But I agree with birei, that in your sample output, the last line should find 1 match.

lurak · January 10, 2012, 12:06am

Thanks for the big help and already tried the code myself and work like charm. The only problem is, actually the last line is correct. There is no multiple because there is only one data of 20735704 that is why it show no multiple.

As you can see below are the 2nd file.

20735704|20735505|20735604|700333|700666|

if there is only one data from the 2nd file there are no multiple. But if there are, let's say 20735704 and 700333 in one line, there are multiple.

Pardon my bad explanation and bad english. Can you guys help me again?
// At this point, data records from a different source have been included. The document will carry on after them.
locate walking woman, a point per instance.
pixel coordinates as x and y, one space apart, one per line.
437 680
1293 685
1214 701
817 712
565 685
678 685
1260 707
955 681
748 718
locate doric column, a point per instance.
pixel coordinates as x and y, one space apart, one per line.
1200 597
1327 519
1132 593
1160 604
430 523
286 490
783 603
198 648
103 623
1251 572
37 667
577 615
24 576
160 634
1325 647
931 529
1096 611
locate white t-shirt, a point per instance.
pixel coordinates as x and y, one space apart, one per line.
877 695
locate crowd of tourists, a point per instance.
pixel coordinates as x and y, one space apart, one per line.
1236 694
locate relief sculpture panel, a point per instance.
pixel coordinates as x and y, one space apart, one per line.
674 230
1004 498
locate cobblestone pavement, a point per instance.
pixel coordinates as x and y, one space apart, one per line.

birei · January 10, 2012, 6:20am

So there must exists at least two coincidences to consider a line has multiples, in case of zero or one coincidence it is assumed there are not coincidences. Is like this?

Regards,
Birei

mirni · January 10, 2012, 6:36am

Just put a counter in there:

awk -F\| ' 
NR==FNR{
    for(i=1;i<=NF;i++)
       a[$i]=$i;
    next
} 
{m=""; cnt=0;
   for(i=2;i<=NF; i+=2)
       if($i && $i in a) {
         m=m " "$i 
         cnt++
      }
  app = cnt > 1 ? "Multiple on " m "|" : "No multiple data |" ;
  print $0 app
}' file2.txt file1.txt

Or, you can try to count the spaces in variable 'm' and test for that:

awk -F\| ' 
NR==FNR{
    for(i=1;i<=NF;i++)
       a[$i]=$i;
    next
} 
{m=""; 
   for(i=2;i<=NF; i+=2)
       if($i && $i in a)
         m=m " "$i 
  app = gsub(" "," ",m) > 1 ? "Multiple on " m "|" : "No multiple data |" ;
  print $0 app
}' file2.txt file1.txt

Makes the code shorter, but a little bit more obscure. gsub returns the number of substitutions made.